Cannes 2026 review: Nostalgia for the Future (Brecht Debackere)

“An invitation to discover Chris Marker all over again.”

In the entire history of cinema, Chris Marker remains a towering figure—one who elevated the art of self-concealment to a height that surpassed even the greatness of his own creations. Often called the ‘best-known author of unknown films,’ Marker believed that a filmmaker’s identity should reside solely within their work, not their face. His life, therefore, was a sacred ritual of invisibility—a journey navigated through aliases and the cryptic gaze of a cat, always shielded by the cold glass of a viewfinder. In Nostalgia for the Future, Brecht Debackere attempts to chart the constellations of this phantom deity. Yet, this is no mere biography; it is a celestial cartography where the coordinates lead to no final harbor, but rather pull us into the gravitational wake of an eternal wanderer.

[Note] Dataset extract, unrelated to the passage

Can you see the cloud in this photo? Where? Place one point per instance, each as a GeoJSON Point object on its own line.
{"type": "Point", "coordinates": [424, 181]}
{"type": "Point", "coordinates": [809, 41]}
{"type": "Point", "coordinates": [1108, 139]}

​The soul of the film lies in the classic, melancholic voice of Charlotte Rampling. Her narrative guides us through Marker’s personal records, unpublished film fragments, and the pages of his diaries. Debackere avoids the path of a traditional documentary, instead assuming the role of an ‘archivist’—one who decodes Marker through the material traces he left behind. It feels like an archaeological excavation, where every fragment of an image buried beneath the soil whispers a new story. And we listen, with profound intent.

​The most revolutionary aspect of this film is its ‘repurposing’ of Marker’s own works. We know how Marker played with time and memory in La Jetée (1962) or Sans Soleil (1983). This documentary uses those very images as a time machine. Here, the archive is not a dead repository, but a living landscape. The central theme is the paradox of how an image gathered from the past governs our imagination of tomorrow—or how looking back actually reshapes our future. The title, Nostalgia for the Future, finds its true meaning here: it is a nostalgia that does not retreat, but moves forward.

​A deeply human side of Chris Marker emerges in this work. He didn’t just love cats; he loved animals in their essence. His beloved cat, ‘Guillaume-en-Égypte,’ returns frequently as a symbolic character. To Marker, a cat represented a mystery that was simultaneously present and absent. The film demonstrates how Marker explored the concept of virtual identity long before the digital age. He understood that only by hiding one’s image can one truly face the profound truths of the universe.

​Examining Marker’s life closely reveals a man who traveled, observed, and filmed. Artists with such meditative devotion are rare. Marker possessed a sharp, piercing ability to observe and translate that observation into cinema. At times, he feels like an observational prophet. He once said, “As long as prisons exist, you are not free.” It is in these moments that Marker transcends into a higher realm.

​Aesthetically, this is a perfect essay film. The sound design and editing keep the audience in a trance-like state. Every frame honors Marker’s ‘slow cinema’ aesthetic. It teaches us how a simple pile of photographs can be transformed into a philosophical epic. ​In today’s digital era, where we overexpose ourselves so easily, Marker’s philosophy of disappearance prompts us to rethink. Nostalgia for the Future reminds us that memory is not a static object; it is constantly evolving. Our past is not just our history; it is the womb of our future.

​What makes this work vital is that it captures the meditative Marker—the one who dwelled on questions rather than searching for answers. When we find an exact answer, the wheels of our thought stop turning. But when we linger on the questions, we continue to observe and search. Whether the answer is found or not becomes irrelevant. ​Nostalgia for the Future is like the ultimate tribute from a teacher to an eternal student of cinema, an invitation to discover Chris Marker all over again.